When they’d parked the car, they’d taken the upper footpath to the Iron Age fort at the top of the beacon, the cold air and the steepness of the climb taking Hannah’s breath away. ‘I blame the pudding,’ she said after five or six minutes, trying to disguise the undignified heaving in her chest. ‘And the mince pies. And the roast potatoes. I feel like I’ve put on half a stone since yesterday.’
‘You’re still gorgeous, swede-heart. I’d take on a fortful of pagans for you.’
‘I think I’m only just beginning to understand the full extent of your power to charm,’ she said, looking at him sidelong. ‘You’ve got my mother under some sort of bewitchment.’

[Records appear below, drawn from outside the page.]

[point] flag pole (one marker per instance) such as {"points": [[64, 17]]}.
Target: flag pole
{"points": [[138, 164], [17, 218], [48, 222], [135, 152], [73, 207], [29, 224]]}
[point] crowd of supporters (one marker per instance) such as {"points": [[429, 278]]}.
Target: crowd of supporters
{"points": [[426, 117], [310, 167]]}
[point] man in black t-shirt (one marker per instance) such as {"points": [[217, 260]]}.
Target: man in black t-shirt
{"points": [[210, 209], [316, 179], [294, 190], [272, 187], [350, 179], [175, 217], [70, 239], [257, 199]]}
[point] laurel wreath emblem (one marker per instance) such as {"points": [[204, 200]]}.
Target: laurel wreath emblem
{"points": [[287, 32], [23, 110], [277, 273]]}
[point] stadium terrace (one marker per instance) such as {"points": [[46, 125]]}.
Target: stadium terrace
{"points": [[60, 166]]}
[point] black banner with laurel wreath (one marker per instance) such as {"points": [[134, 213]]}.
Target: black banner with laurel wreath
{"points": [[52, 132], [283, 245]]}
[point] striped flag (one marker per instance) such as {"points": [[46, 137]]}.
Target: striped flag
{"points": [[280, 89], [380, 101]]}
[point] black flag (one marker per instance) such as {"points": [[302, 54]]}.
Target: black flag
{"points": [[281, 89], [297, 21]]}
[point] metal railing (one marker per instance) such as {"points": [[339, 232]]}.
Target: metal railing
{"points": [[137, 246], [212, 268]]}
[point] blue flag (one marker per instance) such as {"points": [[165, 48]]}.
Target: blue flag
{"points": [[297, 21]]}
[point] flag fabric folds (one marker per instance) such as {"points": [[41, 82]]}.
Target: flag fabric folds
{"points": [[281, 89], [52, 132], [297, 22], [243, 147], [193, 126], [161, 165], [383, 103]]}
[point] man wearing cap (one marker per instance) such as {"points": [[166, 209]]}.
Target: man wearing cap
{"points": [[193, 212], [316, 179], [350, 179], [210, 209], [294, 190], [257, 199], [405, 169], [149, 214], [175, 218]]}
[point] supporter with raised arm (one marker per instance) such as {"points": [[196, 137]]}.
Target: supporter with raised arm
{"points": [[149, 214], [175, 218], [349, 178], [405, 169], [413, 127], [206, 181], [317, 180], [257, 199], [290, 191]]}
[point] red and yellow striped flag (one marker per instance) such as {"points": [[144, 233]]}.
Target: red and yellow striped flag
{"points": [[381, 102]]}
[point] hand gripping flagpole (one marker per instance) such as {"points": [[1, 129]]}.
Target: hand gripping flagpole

‘Bewizardment.’ The path flattened for a hundred yards or so and he paused to look at Herefordshire spread out in front of them, a view, Hannah always thought, that notwithstanding the occasional telephone mast and the glint of tiny cars here and there on the cotton-threads of roads across it, might not have changed in two hundred years. ‘Or bewarlockment?’ he said. ‘Which do you reckon?’